Bitcoin nursed losses Wednesday after plunging amid El Salvador’s troubled rollout of the largest cryptocurrency as legal tender.
The virtual coin was trading near $46,260 as of 12:32 p.m. in New York, having slid as much as 17% a day earlier before paring some of the losses. The downdraft also swept across tokens such as Ether and Dogecoin, as well as the Bloomberg Galaxy Crypto Index.
El Salvador’s experiment with Bitcoin — the biggest test of the token’s real-world usefulness — had a rocky start because of technical glitches to the official digital wallet.
El Salvador disconnected the wallet between 1 a.m. and 6 a.m. to fix bugs, President Nayib Bukele said Wednesday.

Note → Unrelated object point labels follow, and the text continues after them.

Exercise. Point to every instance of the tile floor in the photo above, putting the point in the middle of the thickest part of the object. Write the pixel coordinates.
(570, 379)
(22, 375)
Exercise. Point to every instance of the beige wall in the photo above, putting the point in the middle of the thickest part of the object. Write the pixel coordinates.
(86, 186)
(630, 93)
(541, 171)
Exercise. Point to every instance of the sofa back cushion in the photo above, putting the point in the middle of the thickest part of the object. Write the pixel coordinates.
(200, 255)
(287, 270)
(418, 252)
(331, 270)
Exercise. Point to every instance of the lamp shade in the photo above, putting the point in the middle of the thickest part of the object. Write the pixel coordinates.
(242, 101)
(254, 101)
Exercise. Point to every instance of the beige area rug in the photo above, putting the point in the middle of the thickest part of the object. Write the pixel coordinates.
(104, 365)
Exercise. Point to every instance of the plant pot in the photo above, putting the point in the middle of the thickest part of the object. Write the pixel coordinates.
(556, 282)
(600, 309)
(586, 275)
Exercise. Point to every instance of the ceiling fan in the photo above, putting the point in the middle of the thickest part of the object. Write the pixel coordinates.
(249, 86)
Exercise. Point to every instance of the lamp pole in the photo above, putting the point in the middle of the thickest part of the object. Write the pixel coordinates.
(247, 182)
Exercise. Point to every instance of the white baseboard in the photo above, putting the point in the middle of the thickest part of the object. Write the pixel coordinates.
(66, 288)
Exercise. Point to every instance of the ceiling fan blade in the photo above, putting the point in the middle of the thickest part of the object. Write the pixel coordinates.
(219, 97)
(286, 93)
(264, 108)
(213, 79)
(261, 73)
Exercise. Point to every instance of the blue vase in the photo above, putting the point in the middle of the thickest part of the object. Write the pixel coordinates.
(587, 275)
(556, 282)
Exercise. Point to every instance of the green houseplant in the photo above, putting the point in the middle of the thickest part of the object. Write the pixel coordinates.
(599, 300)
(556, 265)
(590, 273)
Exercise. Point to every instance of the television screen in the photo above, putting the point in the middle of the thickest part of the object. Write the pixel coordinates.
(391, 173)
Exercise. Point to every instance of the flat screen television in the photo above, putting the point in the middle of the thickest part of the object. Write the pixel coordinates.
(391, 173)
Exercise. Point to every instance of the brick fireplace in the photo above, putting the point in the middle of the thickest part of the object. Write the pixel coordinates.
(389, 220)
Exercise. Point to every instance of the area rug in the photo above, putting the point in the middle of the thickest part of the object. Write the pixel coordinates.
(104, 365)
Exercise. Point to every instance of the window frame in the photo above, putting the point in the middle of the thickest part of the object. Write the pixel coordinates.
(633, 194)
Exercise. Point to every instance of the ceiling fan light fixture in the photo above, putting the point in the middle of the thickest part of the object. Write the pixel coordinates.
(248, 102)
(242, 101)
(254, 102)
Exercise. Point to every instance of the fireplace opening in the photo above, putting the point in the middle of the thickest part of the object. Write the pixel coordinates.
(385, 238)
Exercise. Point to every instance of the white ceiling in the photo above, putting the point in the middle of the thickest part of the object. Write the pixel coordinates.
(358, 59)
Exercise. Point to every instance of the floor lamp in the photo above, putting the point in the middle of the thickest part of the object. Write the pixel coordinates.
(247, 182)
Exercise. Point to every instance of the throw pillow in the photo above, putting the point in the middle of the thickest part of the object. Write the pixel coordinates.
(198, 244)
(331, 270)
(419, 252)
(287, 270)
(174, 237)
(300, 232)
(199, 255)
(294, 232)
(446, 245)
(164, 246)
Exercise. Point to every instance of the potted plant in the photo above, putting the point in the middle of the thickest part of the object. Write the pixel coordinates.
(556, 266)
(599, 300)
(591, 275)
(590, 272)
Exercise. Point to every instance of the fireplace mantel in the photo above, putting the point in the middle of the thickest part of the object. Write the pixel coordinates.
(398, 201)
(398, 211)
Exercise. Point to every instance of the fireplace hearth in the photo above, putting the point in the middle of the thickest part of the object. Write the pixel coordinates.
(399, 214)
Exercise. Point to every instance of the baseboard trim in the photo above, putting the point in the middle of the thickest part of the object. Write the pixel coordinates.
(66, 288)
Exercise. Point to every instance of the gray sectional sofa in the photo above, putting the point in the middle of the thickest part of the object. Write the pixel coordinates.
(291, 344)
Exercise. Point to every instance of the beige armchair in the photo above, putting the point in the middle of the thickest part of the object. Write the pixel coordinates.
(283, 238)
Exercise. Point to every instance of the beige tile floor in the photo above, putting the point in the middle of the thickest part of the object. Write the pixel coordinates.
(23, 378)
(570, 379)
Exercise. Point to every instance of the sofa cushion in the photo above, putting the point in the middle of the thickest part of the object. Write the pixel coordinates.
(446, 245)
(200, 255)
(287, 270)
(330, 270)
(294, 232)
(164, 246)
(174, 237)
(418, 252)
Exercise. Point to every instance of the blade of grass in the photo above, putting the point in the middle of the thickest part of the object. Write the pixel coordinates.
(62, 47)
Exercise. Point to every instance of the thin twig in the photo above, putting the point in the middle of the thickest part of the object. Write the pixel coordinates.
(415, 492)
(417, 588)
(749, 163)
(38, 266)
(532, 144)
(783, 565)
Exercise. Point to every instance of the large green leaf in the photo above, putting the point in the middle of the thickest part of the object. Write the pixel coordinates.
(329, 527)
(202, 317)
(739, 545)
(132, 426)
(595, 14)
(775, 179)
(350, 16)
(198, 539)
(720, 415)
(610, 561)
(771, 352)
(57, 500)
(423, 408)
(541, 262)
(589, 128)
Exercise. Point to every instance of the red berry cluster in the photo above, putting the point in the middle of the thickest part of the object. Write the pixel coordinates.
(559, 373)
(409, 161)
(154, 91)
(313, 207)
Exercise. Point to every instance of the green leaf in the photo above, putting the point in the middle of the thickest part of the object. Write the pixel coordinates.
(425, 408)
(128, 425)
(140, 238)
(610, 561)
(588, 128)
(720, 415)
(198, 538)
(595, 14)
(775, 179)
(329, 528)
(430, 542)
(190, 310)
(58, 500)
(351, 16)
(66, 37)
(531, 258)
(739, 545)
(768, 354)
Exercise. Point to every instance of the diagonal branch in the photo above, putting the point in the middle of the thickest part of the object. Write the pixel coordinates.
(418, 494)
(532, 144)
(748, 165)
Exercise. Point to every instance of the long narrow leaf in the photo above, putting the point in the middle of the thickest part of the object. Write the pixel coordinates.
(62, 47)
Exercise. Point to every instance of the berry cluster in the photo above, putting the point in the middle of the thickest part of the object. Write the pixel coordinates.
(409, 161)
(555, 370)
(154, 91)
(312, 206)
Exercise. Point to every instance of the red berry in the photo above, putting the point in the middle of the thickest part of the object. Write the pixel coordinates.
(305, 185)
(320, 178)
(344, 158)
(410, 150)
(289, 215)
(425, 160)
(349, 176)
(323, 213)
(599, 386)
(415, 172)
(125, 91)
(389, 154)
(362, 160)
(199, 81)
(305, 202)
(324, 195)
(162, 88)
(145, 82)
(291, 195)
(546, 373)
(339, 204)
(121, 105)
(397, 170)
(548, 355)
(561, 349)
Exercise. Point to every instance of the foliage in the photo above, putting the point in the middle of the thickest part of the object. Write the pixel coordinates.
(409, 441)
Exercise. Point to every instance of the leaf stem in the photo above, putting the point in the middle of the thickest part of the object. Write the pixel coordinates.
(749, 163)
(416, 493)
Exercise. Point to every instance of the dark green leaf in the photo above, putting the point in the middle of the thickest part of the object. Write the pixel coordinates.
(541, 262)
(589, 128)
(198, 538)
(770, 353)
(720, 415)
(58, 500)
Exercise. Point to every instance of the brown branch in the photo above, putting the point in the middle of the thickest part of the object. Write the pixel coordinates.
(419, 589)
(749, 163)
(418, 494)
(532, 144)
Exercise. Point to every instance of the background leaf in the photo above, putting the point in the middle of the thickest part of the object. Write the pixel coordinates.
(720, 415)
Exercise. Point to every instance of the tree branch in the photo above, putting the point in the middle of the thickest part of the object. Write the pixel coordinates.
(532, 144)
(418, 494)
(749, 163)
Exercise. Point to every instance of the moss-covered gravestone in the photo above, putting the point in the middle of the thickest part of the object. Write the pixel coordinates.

Food and drink franchises including Starbucks and Pizza Hut are receiving payments in the cryptocurrency, according to Bukele. Businesses are required to accept Bitcoin in exchange for goods and services, though merchants who are technologically unable to receive the e-currency are exempt.
The country now holds 550 Bitcoins after buying more when the price fell, Bukele said.
“Social media platforms were very cautious over the weekend that a plunge could occur following El Salvador’s big day,” Edward Moya, senior market analyst at Oanda Corp., wrote in a note. Some investors likely bought in anticipation of the nation implementing its Bitcoin law Sept. 7 and then moved to “sell the fact,” he said.